Quotes & Jokes by Jim Norton / page 2

29 quotes

God, I hope he dies the night before one of his kids get married.

That's an interesting accent you got there. Are you from stroke-victim?

I had a three year relationship end. Ever have somebody just freak out on you in a relationship? Things are going great. After three years she wants to run out and find a guy that doesn’t hit her.

And while all of your friends are grieving at your wake, I hope the sprinkler system turns on and sprays them with AIDS, hepatitis C and liquified genital warts.
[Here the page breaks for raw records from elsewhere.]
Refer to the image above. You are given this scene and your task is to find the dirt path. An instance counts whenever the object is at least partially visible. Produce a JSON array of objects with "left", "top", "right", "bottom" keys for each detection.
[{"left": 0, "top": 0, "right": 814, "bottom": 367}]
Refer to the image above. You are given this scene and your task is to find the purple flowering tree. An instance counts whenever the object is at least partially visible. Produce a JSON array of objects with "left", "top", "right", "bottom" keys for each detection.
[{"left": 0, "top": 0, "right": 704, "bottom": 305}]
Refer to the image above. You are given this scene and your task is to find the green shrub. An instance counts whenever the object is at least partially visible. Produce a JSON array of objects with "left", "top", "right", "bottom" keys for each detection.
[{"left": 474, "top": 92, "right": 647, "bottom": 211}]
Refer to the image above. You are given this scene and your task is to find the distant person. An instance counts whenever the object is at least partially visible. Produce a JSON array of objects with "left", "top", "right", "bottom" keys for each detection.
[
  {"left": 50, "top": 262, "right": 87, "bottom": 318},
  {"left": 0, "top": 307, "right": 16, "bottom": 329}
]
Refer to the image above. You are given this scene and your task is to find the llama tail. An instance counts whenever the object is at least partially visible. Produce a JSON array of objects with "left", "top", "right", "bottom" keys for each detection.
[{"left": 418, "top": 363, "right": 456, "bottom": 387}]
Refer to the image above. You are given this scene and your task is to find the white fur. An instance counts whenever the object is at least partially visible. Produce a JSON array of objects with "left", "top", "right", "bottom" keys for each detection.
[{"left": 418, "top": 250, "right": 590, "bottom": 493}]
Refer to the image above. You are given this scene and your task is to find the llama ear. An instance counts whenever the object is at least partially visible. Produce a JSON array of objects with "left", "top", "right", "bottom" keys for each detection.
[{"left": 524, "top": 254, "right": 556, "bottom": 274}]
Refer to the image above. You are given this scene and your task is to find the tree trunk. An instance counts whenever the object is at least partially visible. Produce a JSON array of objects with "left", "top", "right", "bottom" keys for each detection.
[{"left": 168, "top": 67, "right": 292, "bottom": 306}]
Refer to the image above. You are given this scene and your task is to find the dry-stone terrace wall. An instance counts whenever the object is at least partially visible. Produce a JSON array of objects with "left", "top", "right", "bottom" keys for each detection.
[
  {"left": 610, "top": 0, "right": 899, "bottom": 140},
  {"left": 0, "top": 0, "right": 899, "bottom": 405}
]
And while they're all running out and crying, I hope one of them slips and accidentally molests a child.

I'd rather hug Magic Johnson after he rolled around in barbed wire.

On why porn stars cant act: "I wanna know the correlation between an uncle's finger and bad acting"

You have the sex appeal of Norman Fell.

I had AIDS, but I beat it with Advil.

What's the name of the birth defect you have, trampled by a horse during the 2nd trimester?

I hope you have a miscarriage on a Walmart floor and have the baby's room already decorated.

You 50 year old one-breasted bag of meat. Just hang it up and be grateful some of your friends are still living.

I couldn't get laid with a sitcom and a rifle.

What a coincidence, they both go to College and I'm a rapist!

I wish I had AIDS so I could bite somebody.